Dini, ilim ve sanatı çok önemsiyordu.
Askeri alanda ise çok iyi yetişmişti. At binmesini, kılıç kuşanmasını, ok atmasını öğrenmişti. Cihangir olmak istediğini sık sık söylerdi.
“ İyi bir kumandan olmak için her türlü silahı iyi kullanmak gerek”
Ok atmada o kadar ustalaşmıştı ki, bir oku yüzük deliğinden geçirirdi.
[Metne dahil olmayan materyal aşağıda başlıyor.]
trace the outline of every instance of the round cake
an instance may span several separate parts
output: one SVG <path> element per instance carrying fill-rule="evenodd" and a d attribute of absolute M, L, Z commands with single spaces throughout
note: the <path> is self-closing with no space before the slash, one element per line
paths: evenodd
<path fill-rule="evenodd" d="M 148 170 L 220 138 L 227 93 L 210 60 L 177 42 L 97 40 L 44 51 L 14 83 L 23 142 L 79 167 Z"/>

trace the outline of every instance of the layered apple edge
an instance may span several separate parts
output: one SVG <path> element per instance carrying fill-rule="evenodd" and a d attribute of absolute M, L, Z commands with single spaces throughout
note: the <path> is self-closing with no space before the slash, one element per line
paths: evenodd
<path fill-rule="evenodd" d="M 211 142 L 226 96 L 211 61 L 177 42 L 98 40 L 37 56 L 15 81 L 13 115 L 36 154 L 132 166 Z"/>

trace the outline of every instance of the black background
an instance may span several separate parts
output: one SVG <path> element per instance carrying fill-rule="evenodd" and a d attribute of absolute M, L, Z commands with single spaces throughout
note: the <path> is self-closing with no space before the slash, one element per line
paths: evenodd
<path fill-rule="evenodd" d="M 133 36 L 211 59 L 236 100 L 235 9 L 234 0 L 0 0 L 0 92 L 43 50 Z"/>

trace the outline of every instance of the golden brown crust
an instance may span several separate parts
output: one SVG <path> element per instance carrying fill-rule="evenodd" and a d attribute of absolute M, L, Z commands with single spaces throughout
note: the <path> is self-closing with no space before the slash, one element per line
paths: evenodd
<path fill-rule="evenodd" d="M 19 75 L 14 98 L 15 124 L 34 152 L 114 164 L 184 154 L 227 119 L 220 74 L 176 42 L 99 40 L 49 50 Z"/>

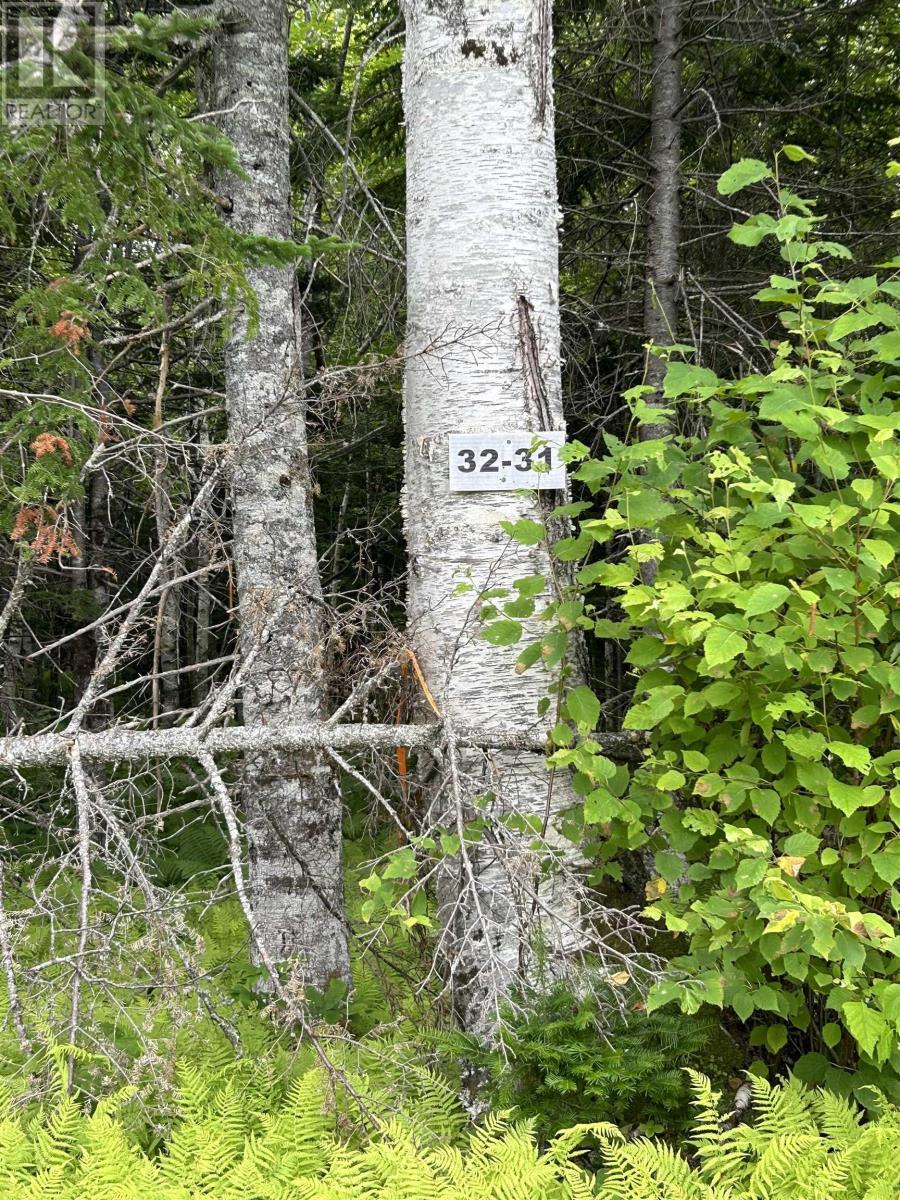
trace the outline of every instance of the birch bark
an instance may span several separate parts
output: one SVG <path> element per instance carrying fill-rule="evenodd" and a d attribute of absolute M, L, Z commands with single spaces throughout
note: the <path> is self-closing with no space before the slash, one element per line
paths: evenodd
<path fill-rule="evenodd" d="M 644 332 L 656 346 L 678 340 L 682 210 L 682 4 L 659 0 L 654 11 L 650 100 L 650 196 L 647 204 L 647 292 Z M 662 403 L 666 364 L 650 356 L 647 382 L 650 403 Z M 665 434 L 668 426 L 643 427 L 643 437 Z"/>
<path fill-rule="evenodd" d="M 473 593 L 552 574 L 546 545 L 511 544 L 502 518 L 540 518 L 538 493 L 448 488 L 451 432 L 560 428 L 558 209 L 548 0 L 406 0 L 408 619 L 450 730 L 534 727 L 547 677 L 479 635 Z M 534 331 L 529 344 L 528 326 Z M 443 348 L 442 348 L 443 347 Z M 539 379 L 529 370 L 536 360 Z M 548 499 L 556 499 L 553 493 Z M 450 740 L 450 739 L 449 739 Z M 503 998 L 580 942 L 571 896 L 538 887 L 511 811 L 552 829 L 572 803 L 536 752 L 450 744 L 454 812 L 488 796 L 488 835 L 439 888 L 443 944 L 464 1027 L 490 1032 Z"/>
<path fill-rule="evenodd" d="M 223 182 L 242 233 L 292 232 L 288 17 L 283 0 L 233 5 L 214 49 L 212 107 L 247 179 Z M 247 725 L 322 718 L 325 624 L 312 517 L 306 401 L 294 316 L 294 271 L 253 268 L 258 330 L 247 314 L 226 350 L 233 472 L 234 562 L 246 650 L 283 605 L 244 683 Z M 287 602 L 286 602 L 287 600 Z M 343 918 L 341 796 L 314 752 L 248 755 L 242 802 L 258 941 L 275 961 L 296 958 L 305 982 L 349 982 Z"/>

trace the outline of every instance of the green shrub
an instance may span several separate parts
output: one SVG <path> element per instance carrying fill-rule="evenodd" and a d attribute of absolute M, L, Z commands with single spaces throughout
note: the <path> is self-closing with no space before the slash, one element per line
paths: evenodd
<path fill-rule="evenodd" d="M 731 1126 L 694 1075 L 696 1165 L 660 1142 L 612 1142 L 599 1200 L 896 1200 L 900 1110 L 863 1123 L 830 1092 L 751 1082 L 755 1121 Z"/>
<path fill-rule="evenodd" d="M 719 1074 L 732 1074 L 739 1048 L 715 1019 L 648 1015 L 636 996 L 611 992 L 592 989 L 578 998 L 560 986 L 510 1012 L 496 1046 L 461 1036 L 445 1040 L 457 1056 L 487 1068 L 492 1106 L 528 1117 L 540 1138 L 598 1120 L 646 1134 L 688 1128 L 684 1068 L 709 1072 L 714 1062 Z"/>
<path fill-rule="evenodd" d="M 646 761 L 602 754 L 583 685 L 550 761 L 576 772 L 568 832 L 598 882 L 618 877 L 623 852 L 655 854 L 647 913 L 683 952 L 648 1007 L 727 1006 L 768 1054 L 805 1052 L 805 1078 L 896 1098 L 900 258 L 854 275 L 781 166 L 740 163 L 720 181 L 776 199 L 731 234 L 774 239 L 785 262 L 757 294 L 782 326 L 761 348 L 768 368 L 721 379 L 670 348 L 662 413 L 636 388 L 632 439 L 606 432 L 601 460 L 568 448 L 606 506 L 566 508 L 577 534 L 556 552 L 582 562 L 577 587 L 521 665 L 559 662 L 572 629 L 630 642 L 624 724 L 647 736 Z M 661 420 L 671 432 L 656 436 Z"/>

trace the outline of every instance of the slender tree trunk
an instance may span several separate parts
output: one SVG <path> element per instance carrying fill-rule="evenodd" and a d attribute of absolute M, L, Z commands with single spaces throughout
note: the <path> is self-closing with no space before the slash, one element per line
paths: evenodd
<path fill-rule="evenodd" d="M 212 106 L 248 179 L 223 182 L 242 233 L 289 238 L 287 36 L 283 0 L 233 6 L 214 52 Z M 247 340 L 238 320 L 226 352 L 234 562 L 241 647 L 283 606 L 244 684 L 247 724 L 319 719 L 325 697 L 306 404 L 293 307 L 293 269 L 248 272 L 259 301 Z M 245 761 L 242 798 L 251 899 L 259 938 L 296 958 L 306 983 L 349 980 L 343 918 L 341 796 L 317 755 L 269 751 Z"/>
<path fill-rule="evenodd" d="M 653 80 L 650 101 L 650 197 L 647 204 L 647 292 L 644 332 L 656 346 L 678 340 L 682 210 L 682 5 L 658 0 L 654 12 Z M 666 364 L 650 356 L 647 382 L 662 402 Z M 643 436 L 655 438 L 667 426 L 646 425 Z"/>
<path fill-rule="evenodd" d="M 650 196 L 647 202 L 647 288 L 644 334 L 654 346 L 678 341 L 678 292 L 682 241 L 682 5 L 683 0 L 658 0 L 653 11 L 653 79 L 650 83 Z M 653 391 L 647 402 L 664 408 L 662 380 L 666 362 L 647 356 L 647 383 Z M 671 431 L 664 419 L 641 426 L 641 439 L 652 442 Z M 643 534 L 653 540 L 653 530 Z M 656 578 L 654 560 L 641 564 L 641 578 Z"/>
<path fill-rule="evenodd" d="M 548 678 L 540 667 L 517 674 L 516 648 L 479 636 L 474 598 L 551 577 L 547 546 L 510 542 L 499 526 L 540 520 L 541 499 L 450 492 L 448 434 L 563 425 L 550 6 L 407 0 L 406 16 L 410 636 L 451 728 L 534 727 Z M 475 590 L 460 594 L 462 582 Z M 439 887 L 455 1007 L 486 1033 L 503 998 L 539 978 L 539 926 L 548 966 L 580 938 L 571 898 L 539 886 L 529 839 L 503 817 L 536 816 L 552 830 L 574 798 L 540 754 L 450 750 L 444 820 L 474 816 L 488 797 L 488 833 L 450 860 Z"/>

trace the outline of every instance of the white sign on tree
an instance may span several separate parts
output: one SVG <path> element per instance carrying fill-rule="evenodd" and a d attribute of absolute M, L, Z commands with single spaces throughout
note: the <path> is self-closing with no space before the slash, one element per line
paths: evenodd
<path fill-rule="evenodd" d="M 563 430 L 499 430 L 450 434 L 451 492 L 514 492 L 565 487 Z"/>

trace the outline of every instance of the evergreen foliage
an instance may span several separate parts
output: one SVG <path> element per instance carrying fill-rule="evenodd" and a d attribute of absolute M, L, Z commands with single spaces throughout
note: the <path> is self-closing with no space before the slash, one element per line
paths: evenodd
<path fill-rule="evenodd" d="M 619 989 L 620 990 L 620 989 Z M 611 1121 L 644 1134 L 690 1123 L 684 1068 L 736 1070 L 737 1046 L 715 1019 L 647 1014 L 635 995 L 598 982 L 576 997 L 566 988 L 520 1001 L 505 1014 L 496 1046 L 446 1036 L 452 1052 L 490 1072 L 486 1096 L 534 1122 L 540 1136 L 564 1126 Z"/>
<path fill-rule="evenodd" d="M 740 246 L 774 241 L 785 264 L 757 293 L 782 326 L 770 368 L 725 380 L 673 347 L 664 409 L 634 388 L 631 438 L 607 432 L 604 458 L 566 448 L 607 505 L 600 518 L 581 516 L 584 502 L 558 510 L 580 517 L 556 546 L 581 563 L 577 584 L 520 662 L 560 661 L 578 628 L 630 641 L 624 726 L 647 736 L 646 762 L 602 755 L 584 685 L 565 696 L 550 762 L 576 770 L 584 799 L 568 832 L 598 882 L 620 877 L 623 851 L 654 853 L 646 911 L 683 953 L 648 1007 L 761 1014 L 754 1043 L 803 1055 L 804 1078 L 893 1094 L 900 259 L 853 274 L 785 181 L 810 157 L 787 145 L 774 166 L 742 160 L 719 181 L 722 196 L 754 186 L 775 200 L 731 232 Z M 518 541 L 544 536 L 518 524 Z M 619 619 L 596 616 L 600 589 Z M 494 620 L 498 607 L 486 634 L 518 640 L 534 601 Z"/>

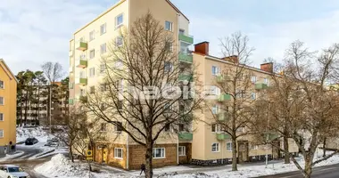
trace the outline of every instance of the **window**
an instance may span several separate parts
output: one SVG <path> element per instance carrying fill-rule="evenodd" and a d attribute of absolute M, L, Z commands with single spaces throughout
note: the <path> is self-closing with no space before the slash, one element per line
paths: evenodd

Daha on iki yaşında iken Çağatayların düşmanlarına karşı yaptıkları kabile savaşlarına katılmıştı. Kendisi de onunla birlikte gitmişti. Ondan sonrada Çağatay hanlığı ona önem vermeye başlamıştı. Hemen her savaşa katılırdı. Bir keresinde üç yüz kişilik bir kuvvet ile on bin kişilik bir orduyu yenerek Çağatay hanlığının tam güveninin almıştı. O günden sonra emrindeki kuvvetler onu taparcasına sevmeye başlamışlardı.
Savaşlardan, savaş talimlerinden arta kalan zamanını okumakla, büyük âlimlerden ders almakla geçirirdi.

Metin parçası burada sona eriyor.